I really don’t want this to be me.

Image from the Daily Haha
Laugh if you will, but my birthday was in January and I still felt a little queasy after the celebration we had, two days later. At the average get-together, or when we’re just hanging out at home, a few drinks will put me into happy-fuzzy territory, where I can wake up the next day feeling just fine. But make it a celebration—a birthday, a job promotion, a wedding—and the drinks seem to flow a lot more freely.
Weddings are often quite alcohol soaked. At the rehearsal dinner there are sometimes toasts, there are definitely drinks, and the dinner is usually followed by some sort of get-together with friends that involves more drinking.
On the wedding day, there are those toasts and drinks pre-ceremony to help calm keyed-up brides and grooms, and then there are the “yay, we got married” drinks, and then the mid-dinner toasts, and then the people wanting to have a celebratory drink with the new couple, and on and on it goes until the room is spinning.
We’re going to be having an open bar, sort of—we’re serving wine with dinner, and having beer available from the cocktail hour onward, as well as some hard liquor with mixers. People can pour their own and drink their own, no bartender. I know there are going to be intoxicated people at our wedding and I’m totally fine with that, so long as nobody drives.
But I don’t want to be one of them! A little happy-fuzzy buzz to get me through my nervousness and on to enjoying the day? For sure. But I’m going to have to make a serious point to not allow myself to get swept up in the inebriation of the crowd, for a few reasons:
At the very least, I’m aiming to keep it together till the reception itself is over, then I can let loose if there’s an after party going on. But I hate hangovers more than I love celebrating.
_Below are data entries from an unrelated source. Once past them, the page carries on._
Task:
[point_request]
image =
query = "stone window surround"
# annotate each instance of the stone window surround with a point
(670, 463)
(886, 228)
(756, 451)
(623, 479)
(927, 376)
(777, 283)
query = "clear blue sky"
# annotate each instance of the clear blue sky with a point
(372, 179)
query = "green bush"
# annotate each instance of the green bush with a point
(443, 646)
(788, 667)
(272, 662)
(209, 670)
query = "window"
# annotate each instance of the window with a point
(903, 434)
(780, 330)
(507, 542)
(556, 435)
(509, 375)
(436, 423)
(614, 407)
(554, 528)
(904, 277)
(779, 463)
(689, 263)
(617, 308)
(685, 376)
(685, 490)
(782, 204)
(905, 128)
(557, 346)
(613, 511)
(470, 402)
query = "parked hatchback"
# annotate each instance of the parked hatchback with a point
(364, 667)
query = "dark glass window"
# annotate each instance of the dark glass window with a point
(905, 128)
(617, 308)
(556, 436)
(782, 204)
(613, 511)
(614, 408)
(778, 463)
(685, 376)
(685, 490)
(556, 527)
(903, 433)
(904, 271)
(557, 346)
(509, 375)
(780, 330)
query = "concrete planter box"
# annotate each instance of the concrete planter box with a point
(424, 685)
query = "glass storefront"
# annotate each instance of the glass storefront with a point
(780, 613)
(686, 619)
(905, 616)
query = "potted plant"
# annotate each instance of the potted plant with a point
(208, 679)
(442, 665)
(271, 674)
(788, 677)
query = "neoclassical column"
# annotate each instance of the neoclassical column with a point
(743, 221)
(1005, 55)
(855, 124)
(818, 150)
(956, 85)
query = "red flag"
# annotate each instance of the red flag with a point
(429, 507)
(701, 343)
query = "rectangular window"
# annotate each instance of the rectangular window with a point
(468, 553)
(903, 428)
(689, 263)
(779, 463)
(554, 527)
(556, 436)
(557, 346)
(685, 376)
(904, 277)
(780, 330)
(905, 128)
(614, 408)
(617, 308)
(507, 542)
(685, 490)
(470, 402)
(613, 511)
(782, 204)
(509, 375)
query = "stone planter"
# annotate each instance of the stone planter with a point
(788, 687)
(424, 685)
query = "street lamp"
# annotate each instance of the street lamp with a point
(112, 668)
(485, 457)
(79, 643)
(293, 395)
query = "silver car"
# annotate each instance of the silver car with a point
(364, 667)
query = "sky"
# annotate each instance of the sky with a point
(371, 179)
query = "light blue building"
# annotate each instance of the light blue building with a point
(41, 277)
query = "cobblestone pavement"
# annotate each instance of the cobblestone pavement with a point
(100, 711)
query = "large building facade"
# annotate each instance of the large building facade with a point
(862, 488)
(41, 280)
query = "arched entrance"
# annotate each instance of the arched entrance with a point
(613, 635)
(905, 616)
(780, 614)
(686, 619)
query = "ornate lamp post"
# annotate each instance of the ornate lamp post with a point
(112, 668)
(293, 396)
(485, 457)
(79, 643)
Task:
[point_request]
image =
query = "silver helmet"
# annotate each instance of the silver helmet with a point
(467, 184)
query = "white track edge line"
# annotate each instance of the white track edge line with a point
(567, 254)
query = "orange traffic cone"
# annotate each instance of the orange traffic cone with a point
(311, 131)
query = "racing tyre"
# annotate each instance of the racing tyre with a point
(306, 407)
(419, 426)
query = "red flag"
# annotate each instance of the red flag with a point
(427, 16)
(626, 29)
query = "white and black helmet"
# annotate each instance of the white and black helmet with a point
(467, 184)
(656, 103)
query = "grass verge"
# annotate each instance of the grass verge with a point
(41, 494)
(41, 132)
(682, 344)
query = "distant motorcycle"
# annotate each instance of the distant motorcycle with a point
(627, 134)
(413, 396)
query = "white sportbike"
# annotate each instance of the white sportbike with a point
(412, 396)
My goal is to drink lots of water between alcoholic drinks, try to get enough sleep the night before that I’m not starting off half-asleep and thus more susceptible to booze, and, when I am drinking, to drink slowly. Seems to me that the dinner toasts are what gets the buzz rolling, so the key word for me is sip, not swill.
I realize this might be a strange thing to worry about, especially so far in advance, but one look through a Google image search of “drunk bride” is enough to put the fear in me.
Did you/will you drink at your wedding?